Letitia first exhibited in 1902. While she was slower in developing her style than her sister, it was Letitia who engaged with the avant-garde movements current on the Continent, and whose modernist style differentiated her from the “accomplished” manner typical of lady painters hailing from the Big Houses.

In 1915 Letitia and Eva exhibited works from their travels in Holland. Letitia was a frequent traveller both in Europe and Ireland, and was influenced by the prevailing modern European artistic trends of the 20s and 30s. She also exhibited internationally – in London (Royal Academy, Burlington Gallery and Kensington Art Gallery), Scotland and the Salon in Paris. It is believed that she first came under the influence of the Impressionists when in France with Anne St John Partridge, whom she was studying under at the time.

1920 is seen as the turning point for Letitia, when her work reached its mature style. In this year she became a founding member of the Society of Dublin Painters, a group encouraging young artists with avant-garde tendencies.  Around this time her signature changed from MH (May Hamilton) to LMH (signifying her full name Letitia Marion (‘May’) Hamilton). She worked by creating small oil sketches, which were later developed into finished works. She painted rapidly, and had a loose and fluid touch.

Letitia first travelled to Venice in the early 1920s, and a booklet on a joint exhibition of Venetian views (The Stephen’s Green Gallery, February 1924) can be seen in the image accompanying this article. When in Venice, Letitia painted on a gondola studio lent to her by her friend, artist Ada Longfield. These Venetian works are among her best, and show the development of her mature style. They are characterised by a looseness of brushwork, and an interest in the effects of light. She worked in pastel shades, and made strong use of outlines. This new palette was later applied to her Irish landscapes, as were her experiments with painting light during her travels in Europe.
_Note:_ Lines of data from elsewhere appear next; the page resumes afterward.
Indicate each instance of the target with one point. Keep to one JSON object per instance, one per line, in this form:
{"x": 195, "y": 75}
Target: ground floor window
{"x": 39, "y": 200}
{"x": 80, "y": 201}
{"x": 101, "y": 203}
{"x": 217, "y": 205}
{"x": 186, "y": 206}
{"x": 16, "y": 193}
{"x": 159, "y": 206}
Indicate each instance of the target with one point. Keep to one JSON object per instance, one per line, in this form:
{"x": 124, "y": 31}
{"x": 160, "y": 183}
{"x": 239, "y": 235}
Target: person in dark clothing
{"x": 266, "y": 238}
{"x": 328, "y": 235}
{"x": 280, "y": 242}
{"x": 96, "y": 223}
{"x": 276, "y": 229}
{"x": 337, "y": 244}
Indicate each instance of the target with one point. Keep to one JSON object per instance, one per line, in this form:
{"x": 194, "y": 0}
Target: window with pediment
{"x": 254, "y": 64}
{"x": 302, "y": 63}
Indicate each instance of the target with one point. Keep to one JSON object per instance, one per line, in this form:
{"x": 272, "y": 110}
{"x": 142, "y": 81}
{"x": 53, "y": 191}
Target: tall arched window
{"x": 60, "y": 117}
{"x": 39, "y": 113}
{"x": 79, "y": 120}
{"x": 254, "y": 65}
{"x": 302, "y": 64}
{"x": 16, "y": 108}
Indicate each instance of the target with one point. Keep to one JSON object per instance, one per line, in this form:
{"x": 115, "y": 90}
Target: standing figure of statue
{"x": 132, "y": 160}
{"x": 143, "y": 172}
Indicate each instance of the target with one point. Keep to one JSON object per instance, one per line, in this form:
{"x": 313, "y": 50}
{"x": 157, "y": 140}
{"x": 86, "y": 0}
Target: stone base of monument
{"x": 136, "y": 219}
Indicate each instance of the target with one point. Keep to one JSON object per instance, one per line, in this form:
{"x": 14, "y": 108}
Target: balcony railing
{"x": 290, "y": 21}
In works such as the atmospheric Snow in County Down (part of the Hugh Lane collection, see image above) her use of impasto techniques and work with the palette knife can be seen in the weight of the snow on the branches. This thick, vigorous application of paint and expressive brushwork shows the influence of Van Gogh on her work. The Impressionistic effects of dappled light can also be seen in the use of purples and yellows in the snow.

In 1948 Letitia was awarded a bronze medal in the arts section of the Olympic Games for her painting of the Meath Hunt Point to Point Races, the only Irish medal that year, and one of the last Olympic medals for art to be awarded. She became President of the Society of Dublin Painters in the late 1950s, continuing to paint throughout the 1960s in spite of her failing eyesight. Her last exhibition was held in 1963, the year before her death, in the Dawson Gallery, Dublin.
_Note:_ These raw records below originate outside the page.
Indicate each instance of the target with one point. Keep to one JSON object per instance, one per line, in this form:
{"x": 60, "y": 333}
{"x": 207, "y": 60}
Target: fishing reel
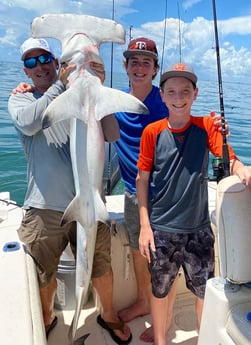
{"x": 218, "y": 168}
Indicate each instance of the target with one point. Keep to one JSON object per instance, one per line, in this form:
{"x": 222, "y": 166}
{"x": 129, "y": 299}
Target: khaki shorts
{"x": 46, "y": 239}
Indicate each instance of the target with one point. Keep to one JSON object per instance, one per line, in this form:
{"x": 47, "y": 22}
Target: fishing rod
{"x": 164, "y": 41}
{"x": 108, "y": 185}
{"x": 225, "y": 153}
{"x": 178, "y": 7}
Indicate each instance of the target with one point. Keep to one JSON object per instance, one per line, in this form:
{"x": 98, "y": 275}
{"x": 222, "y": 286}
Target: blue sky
{"x": 147, "y": 18}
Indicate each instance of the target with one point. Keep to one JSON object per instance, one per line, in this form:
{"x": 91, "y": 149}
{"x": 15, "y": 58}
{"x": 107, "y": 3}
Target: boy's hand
{"x": 217, "y": 123}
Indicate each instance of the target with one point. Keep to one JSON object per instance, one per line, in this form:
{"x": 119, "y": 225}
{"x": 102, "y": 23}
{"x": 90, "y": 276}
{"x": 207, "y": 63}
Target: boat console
{"x": 226, "y": 316}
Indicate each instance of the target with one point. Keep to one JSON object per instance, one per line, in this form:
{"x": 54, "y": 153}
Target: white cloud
{"x": 197, "y": 37}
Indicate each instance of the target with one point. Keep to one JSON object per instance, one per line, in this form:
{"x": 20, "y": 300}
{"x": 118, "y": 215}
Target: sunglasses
{"x": 43, "y": 59}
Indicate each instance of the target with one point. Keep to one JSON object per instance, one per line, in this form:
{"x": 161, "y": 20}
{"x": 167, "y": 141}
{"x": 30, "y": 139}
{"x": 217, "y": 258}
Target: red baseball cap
{"x": 142, "y": 46}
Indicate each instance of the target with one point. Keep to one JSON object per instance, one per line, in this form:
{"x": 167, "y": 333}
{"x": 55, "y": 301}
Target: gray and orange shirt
{"x": 178, "y": 162}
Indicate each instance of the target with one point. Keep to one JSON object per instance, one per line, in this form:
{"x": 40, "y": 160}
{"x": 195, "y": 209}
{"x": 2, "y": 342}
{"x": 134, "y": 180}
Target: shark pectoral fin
{"x": 110, "y": 101}
{"x": 76, "y": 212}
{"x": 63, "y": 107}
{"x": 74, "y": 323}
{"x": 101, "y": 212}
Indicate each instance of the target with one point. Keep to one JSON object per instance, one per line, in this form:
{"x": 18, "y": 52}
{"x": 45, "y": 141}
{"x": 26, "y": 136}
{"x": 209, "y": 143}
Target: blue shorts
{"x": 193, "y": 252}
{"x": 131, "y": 216}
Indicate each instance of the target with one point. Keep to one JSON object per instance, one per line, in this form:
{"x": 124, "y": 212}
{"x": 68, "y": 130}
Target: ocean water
{"x": 237, "y": 105}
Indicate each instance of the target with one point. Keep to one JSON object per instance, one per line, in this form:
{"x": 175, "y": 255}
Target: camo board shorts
{"x": 45, "y": 240}
{"x": 194, "y": 252}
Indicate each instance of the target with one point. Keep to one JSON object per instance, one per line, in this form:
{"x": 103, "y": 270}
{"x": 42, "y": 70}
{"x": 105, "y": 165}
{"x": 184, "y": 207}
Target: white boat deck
{"x": 21, "y": 320}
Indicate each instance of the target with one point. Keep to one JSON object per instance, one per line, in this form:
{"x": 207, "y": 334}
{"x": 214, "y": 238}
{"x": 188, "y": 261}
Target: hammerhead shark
{"x": 85, "y": 103}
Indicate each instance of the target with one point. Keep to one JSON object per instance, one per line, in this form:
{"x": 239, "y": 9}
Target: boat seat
{"x": 233, "y": 220}
{"x": 238, "y": 325}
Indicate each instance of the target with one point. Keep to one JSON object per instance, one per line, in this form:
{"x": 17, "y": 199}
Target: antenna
{"x": 108, "y": 186}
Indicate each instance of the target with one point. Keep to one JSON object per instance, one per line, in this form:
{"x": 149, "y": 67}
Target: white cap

In her later years, she collected the work of fellow modern Irish artists such as Evie Hone, Louis LeBroquy and Jack B Yeats. The reputations of these respective artists have outlived that of the Hamilton sisters, but it is clear that they both played significant roles in the Irish art world of their time. Letitia in particular is important when examining the application of modern European movements to Irish art – something I will be returning to in the next instalment of this series, which covers the Irish Cubists – Evie Hone, Mainie Jellet and Mary Swanzy.